Spokesman Jim McGrath said Bush likes both a surprise and an adrenaline rush.

"It's vintage George Bush," McGrath said. "It's that passion for life. It's wanting to set a goal, wanting to achieve it. I'm sure part of it is sending a message to others that even in your retirement years you can still find challenges."

The first time Bush jumped from an airplane was when his plane was shot down in World War II over the Pacific. Later, he decided to jump from a plane of his own accord and marked his 75th, 80th and 85th birthdays by skydiving.

He said on his 85th birthday that he'd like to do it again on his 90th.

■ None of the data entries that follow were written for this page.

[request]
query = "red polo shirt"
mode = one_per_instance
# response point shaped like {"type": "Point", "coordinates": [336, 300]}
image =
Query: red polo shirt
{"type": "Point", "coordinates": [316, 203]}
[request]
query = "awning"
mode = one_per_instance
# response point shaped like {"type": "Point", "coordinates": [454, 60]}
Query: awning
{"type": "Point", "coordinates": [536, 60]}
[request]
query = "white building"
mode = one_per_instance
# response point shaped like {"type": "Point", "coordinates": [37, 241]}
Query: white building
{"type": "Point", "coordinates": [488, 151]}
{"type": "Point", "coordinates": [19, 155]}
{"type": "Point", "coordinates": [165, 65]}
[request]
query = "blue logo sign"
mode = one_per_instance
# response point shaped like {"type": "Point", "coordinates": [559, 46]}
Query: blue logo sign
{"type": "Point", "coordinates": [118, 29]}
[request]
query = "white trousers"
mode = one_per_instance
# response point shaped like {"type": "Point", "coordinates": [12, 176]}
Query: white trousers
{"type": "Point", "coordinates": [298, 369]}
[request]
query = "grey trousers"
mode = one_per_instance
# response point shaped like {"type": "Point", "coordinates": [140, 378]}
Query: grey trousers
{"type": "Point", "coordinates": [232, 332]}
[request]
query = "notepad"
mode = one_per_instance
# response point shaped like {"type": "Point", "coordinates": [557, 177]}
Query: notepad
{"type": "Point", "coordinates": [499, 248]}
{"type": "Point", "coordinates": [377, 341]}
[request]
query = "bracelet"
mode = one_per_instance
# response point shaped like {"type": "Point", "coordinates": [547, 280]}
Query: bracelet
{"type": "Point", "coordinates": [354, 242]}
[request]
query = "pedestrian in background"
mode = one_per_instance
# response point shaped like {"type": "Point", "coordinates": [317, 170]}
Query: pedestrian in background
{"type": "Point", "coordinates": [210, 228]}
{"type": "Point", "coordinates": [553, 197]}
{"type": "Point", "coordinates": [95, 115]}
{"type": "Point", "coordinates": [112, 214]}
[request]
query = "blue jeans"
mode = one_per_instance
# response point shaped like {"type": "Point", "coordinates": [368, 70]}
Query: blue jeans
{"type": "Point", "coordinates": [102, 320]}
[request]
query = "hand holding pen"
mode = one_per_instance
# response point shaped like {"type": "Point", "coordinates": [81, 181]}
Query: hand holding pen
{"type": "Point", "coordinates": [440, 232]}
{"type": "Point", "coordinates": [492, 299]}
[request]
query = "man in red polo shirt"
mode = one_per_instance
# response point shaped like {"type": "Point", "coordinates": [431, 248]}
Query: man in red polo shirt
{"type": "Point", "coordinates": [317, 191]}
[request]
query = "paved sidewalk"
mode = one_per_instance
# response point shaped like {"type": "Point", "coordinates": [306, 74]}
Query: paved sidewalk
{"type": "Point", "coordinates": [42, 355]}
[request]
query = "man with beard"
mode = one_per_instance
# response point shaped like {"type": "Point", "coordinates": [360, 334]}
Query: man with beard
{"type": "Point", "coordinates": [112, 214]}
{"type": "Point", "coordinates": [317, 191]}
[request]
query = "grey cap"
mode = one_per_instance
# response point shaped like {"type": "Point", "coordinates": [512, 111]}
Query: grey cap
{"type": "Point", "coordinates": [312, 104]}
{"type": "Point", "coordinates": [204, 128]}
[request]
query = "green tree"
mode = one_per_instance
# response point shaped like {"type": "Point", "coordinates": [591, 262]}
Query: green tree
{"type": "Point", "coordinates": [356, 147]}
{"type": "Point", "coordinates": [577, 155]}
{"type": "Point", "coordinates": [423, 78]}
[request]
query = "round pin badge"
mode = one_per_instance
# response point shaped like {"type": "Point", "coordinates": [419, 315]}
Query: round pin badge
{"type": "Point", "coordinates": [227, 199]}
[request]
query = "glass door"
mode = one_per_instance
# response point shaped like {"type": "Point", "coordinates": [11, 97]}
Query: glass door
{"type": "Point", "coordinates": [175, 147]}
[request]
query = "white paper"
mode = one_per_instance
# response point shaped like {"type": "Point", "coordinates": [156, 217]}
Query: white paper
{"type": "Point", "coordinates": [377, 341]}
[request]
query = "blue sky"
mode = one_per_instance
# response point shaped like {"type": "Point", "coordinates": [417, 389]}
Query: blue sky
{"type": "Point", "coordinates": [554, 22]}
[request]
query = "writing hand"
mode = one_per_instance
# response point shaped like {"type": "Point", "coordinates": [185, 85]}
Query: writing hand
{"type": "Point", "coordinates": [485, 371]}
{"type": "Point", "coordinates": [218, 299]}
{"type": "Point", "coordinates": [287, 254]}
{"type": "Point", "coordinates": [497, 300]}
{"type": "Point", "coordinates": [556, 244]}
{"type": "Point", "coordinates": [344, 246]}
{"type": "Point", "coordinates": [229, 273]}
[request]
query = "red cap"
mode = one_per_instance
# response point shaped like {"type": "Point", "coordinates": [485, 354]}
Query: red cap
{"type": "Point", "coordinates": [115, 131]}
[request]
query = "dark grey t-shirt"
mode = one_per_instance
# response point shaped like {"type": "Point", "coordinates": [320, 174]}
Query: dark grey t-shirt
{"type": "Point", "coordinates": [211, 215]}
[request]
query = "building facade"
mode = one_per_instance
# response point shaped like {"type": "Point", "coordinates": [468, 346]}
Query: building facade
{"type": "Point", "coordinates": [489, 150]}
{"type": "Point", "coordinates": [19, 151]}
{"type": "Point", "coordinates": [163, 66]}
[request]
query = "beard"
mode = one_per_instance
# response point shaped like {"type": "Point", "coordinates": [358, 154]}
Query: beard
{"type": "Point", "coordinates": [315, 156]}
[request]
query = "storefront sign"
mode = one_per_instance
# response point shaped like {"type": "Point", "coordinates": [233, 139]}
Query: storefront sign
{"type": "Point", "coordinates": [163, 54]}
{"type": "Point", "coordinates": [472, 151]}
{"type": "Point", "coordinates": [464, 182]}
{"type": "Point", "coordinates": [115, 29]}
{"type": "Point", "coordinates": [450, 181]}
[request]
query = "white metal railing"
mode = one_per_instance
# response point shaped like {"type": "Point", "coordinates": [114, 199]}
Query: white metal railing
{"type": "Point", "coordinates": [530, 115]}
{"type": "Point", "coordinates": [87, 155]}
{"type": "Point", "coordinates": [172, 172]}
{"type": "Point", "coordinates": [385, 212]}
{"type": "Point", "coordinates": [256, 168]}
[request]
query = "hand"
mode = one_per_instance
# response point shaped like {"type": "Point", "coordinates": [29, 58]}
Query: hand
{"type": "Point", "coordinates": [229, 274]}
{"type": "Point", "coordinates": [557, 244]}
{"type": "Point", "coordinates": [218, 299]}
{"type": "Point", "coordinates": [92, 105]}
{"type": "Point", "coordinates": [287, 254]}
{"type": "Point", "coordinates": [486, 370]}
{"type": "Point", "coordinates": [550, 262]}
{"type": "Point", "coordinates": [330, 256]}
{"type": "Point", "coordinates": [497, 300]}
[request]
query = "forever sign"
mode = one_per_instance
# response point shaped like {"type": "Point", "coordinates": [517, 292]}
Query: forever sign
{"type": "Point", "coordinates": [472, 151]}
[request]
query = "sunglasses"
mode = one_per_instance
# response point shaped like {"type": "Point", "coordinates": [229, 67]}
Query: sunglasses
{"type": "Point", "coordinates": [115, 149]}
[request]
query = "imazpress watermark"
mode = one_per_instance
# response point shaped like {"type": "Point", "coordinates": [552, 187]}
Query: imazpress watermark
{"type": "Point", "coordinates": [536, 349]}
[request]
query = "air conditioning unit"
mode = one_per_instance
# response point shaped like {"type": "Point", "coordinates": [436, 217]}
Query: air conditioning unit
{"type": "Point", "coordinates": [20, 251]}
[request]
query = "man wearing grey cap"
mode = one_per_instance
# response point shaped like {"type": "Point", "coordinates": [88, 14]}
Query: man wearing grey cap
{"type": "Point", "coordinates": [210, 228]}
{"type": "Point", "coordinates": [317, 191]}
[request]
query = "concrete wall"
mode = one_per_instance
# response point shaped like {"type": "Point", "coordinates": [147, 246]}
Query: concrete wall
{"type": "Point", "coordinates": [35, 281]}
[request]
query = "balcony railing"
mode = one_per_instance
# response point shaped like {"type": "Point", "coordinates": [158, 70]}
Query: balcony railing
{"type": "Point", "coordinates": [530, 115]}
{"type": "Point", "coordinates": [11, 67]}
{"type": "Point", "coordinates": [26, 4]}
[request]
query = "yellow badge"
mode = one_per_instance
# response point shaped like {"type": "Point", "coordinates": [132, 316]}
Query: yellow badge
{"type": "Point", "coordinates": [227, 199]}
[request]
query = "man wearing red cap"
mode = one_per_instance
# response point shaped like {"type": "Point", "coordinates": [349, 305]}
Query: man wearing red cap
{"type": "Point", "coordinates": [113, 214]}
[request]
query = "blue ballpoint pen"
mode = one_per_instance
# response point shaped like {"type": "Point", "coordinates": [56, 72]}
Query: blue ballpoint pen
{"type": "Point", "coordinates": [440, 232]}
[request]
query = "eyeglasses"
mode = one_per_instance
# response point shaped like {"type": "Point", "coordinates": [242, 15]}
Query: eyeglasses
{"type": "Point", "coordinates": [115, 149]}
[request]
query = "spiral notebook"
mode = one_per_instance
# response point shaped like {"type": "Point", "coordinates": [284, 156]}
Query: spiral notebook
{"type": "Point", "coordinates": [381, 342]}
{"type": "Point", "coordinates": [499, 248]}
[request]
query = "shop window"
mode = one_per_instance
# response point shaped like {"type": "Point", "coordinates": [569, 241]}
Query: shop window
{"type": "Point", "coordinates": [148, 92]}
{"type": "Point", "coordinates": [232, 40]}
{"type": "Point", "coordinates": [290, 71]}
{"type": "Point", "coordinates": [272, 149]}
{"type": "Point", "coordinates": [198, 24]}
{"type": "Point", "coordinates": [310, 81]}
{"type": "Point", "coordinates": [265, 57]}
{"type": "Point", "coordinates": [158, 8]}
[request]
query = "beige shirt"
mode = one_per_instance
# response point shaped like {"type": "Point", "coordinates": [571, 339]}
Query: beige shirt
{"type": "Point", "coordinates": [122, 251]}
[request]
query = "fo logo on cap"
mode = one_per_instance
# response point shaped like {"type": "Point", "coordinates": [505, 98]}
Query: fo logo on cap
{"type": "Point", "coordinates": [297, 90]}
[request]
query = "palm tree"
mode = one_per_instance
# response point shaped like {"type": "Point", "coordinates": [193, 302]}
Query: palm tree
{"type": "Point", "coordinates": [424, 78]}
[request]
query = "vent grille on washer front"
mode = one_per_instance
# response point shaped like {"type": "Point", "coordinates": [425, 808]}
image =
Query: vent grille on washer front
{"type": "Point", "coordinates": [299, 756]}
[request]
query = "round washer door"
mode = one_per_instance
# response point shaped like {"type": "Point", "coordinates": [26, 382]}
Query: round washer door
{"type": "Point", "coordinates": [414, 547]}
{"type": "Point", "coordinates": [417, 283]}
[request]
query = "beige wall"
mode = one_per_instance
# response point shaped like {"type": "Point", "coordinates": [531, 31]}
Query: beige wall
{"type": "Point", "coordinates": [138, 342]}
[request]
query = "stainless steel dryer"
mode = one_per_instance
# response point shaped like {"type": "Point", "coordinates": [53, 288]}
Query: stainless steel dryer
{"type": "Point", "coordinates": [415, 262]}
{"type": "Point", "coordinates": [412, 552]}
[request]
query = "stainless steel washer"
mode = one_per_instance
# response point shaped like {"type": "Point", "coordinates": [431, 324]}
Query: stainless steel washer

Other birthday festivities included a private dinner with more than 200 relatives and friends, including some from his White House days: press secretary Marlin Fitzwater, White House counsel Boyden Gray and political director Ron Kaufman, McGrath said. His children, including former President George W. Bush and former Florida Gov. Jeb Bush, will be there, McGrath said.

Kennebunkport is a special place for the president. As a boy, he visited the family home at Walker's Point every summer, except during World War II. The retreat was later dubbed his "summer White House."

During his presidential years, Bush was known for jogging, tennis and fast-paced golf but now uses a wheelchair or scooter because of a form of parkinsonism that has robbed him of use of his legs. He signed the landmark Americans with Disabilities Act in 1990.

"He's lost his mobility, but he hasn't lost his heart. He's still the genuine person that we've come to cherish," said Ken Raynor, a friend and pro at the Cape Arundel Golf Club.

While his activities are now limited, Bush still fulfills his need for speed on his boat, Fidelity. "He's always loved going fast. He loves the speed. He loves the adrenaline," McGrath said.

Jon Meacham, a Pulitzer Prize-winning author and history who is writing a book about Bush, said the former president is used to being in motion, so it isn't easy for him to slow down.

The president feels lucky nonetheless, Meacham said.

"He had a remarkable great run of good health and good family and good friends," he said. "So I know his chief view of life at 90 is one of immense gratitude. He's very grateful for his parents, he's grateful for Barbara, he's grateful for his kids. He knows he's one of the luckiest guys who ever lived, really."